Human Cerebral Blood Flow Regulation

Cerebrovascular disease is the third leading killer in the U.S., and contributes to decreased quality of life and increased long-term care spending. The risk of cerebrovascular disease is inversely associated with resting cerebral blood flow (CBF). Men exhibit a lower resting CBF and have twice the risk of cerebrovascular disease when compared to premenopausal women. The ability of cerebral vessels to respond to challenges is also inversely related to disease risk, and may be useful in identifying at-risk patients pre-clinically. However, these studies are often confounded by aging and/or comorbidities, and the associations provide little insight into physiologic mechanisms responsible for sexually dimorphic cerebrovascular disease risk. Conversely, animal studies use supraphysiologic levels of hormone treatment in primarily young animals, which limits the translational relevance of animal CBF mechanisms. While there is general agreement that estrogen is protective in healthy adults, the basic impact of sex, and physiologic fluctuations in sex hormones, on mechanisms of CBF control remains unclear.

The overall goal of this research program is to investigate the mechanisms which actively control cerebral blood flow (CBF) in humans, particularly how men and women differ in control mechanisms on a regional basis throughout the brain circulation. The investigators propose to study CBF control mechanisms in healthy younger (18-40 yrs) adult men and women. The overall hypothesis is that female sex and sex hormones contribute to larger stress-induced increases in CBF, due to greater prostanoid (COX) and nitric oxide (NOS) dilation.

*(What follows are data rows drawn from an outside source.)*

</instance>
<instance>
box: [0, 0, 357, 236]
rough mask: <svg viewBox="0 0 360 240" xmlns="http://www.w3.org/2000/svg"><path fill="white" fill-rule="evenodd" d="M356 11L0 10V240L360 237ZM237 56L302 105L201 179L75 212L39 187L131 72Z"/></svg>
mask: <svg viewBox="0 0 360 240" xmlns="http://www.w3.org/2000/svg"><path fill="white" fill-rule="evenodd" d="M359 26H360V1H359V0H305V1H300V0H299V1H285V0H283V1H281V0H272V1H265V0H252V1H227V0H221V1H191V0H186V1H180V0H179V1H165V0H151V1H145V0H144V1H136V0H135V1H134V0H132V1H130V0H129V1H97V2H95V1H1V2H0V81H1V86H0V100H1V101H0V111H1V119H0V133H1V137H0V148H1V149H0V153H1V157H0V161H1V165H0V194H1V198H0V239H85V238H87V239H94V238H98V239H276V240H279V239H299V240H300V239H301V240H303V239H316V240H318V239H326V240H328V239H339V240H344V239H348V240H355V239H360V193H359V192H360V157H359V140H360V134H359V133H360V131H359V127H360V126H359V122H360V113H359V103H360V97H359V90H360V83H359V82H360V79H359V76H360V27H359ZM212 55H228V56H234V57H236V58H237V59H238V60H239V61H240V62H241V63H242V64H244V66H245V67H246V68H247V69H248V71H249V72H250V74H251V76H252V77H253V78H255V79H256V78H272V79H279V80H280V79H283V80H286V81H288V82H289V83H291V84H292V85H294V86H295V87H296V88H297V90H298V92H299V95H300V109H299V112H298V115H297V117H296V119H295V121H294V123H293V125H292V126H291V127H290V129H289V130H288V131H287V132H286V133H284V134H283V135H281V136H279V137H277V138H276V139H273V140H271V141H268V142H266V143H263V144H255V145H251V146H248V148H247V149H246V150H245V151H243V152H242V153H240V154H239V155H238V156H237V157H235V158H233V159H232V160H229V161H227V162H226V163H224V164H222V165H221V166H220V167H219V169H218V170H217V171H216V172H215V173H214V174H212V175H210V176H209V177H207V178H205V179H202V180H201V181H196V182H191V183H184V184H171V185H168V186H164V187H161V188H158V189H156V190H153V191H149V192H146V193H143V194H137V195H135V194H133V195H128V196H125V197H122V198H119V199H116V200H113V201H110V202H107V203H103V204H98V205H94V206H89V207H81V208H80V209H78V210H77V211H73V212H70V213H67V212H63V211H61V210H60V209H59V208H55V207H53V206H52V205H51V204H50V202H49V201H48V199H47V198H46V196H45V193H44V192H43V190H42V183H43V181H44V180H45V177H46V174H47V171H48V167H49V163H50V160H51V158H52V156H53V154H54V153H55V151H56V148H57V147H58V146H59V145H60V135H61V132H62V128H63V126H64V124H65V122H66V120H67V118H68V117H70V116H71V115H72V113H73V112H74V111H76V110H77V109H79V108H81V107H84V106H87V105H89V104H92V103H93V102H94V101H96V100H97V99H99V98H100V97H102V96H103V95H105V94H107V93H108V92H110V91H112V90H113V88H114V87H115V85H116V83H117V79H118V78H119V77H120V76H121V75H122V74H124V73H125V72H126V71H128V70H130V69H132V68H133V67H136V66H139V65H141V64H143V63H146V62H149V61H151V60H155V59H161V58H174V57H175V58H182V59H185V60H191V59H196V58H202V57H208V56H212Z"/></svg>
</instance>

A key technological innovation of this proposal derives from multi-mode, high-resolution, flow sensitive MRI to quantify CBF at macro- and microvascular levels, at rest, and in response to environmental challenges. Additionally, the research design allows the quantification of sex differences in two vascular control mechanisms across all brain regions. Preliminary data demonstrate: hypoxic cerebral vasodilation is 60-100% higher in women compared to men, COX inhibition reduces dilation in women but not men, NOS inhibition reduces vasodilation more in women, and hypoxic vasodilation is increased in women during early luteal cycle, in part to greater COX-mediated vasodilation. Sex hormone suppression, followed by single hormone addition, will be used to systematically study the impacts on CBF control in both sexes.

Substantial preliminary findings support these hypotheses, and integrated physiologic, pharmacologic, and MRI approaches are available to test them. This state-of-the-art approach will yield previously unattainable insight into not only maintaining CBF, but actively controlling it during physiologic demands for increased flow. These novel, high resolution, regionally-specific, sex-specific, and mechanism-specific findings will serve as a knowledge platform, for designing sex-specific CBF studies in high risk disease populations (e.g. diabetes, hypertension, Alzheimer's) which exhibit strong sex-specific etiology and important vascular contributions.

Three Specific Aims will be addressed in this study:

Aim 1: Test the hypothesis that healthy males exhibit reduced cerebral vasodilation compared to healthy females despite exhibiting similar vasodilation to hypercapnia.

- Aim 1A: Vasodilation to hypoxia will be markedly lower in males, more so in anterior brain regions.

- Aim 1B: Vasodilation to hypercapnia will be similar between sexes.

Aim 2: Test the hypothesis that acute inhibition of COX or NOS will reduce sex differences in hypoxia-mediated cerebral vasodilation.

- Aim 2A: COX-mediates vasodilation primarily in females.

- Aim 2B: NOS mediates vasodilation more in females than males.

Aim 3: Test the hypothesis that manipulating sex steroids can abolish or magnify sex differences in vasodilation.

- Aim 3A: Short-term suppression of sex steroids will abolish sex differences in resting and hypoxic CBF via greater losses of COX- and NOS-mediated vasodilation in females than males.

- Aim 3B: Short-term supplementation of unopposed testosterone in males will magnify sex differences by driving COX vasoconstriction (TXA2) and uncoupled NOS vasoconstriction.

- Aim 3C: Short-term supplementation of unopposed estradiol in females will magnify sex differences via increased NOS and COX vasodilation.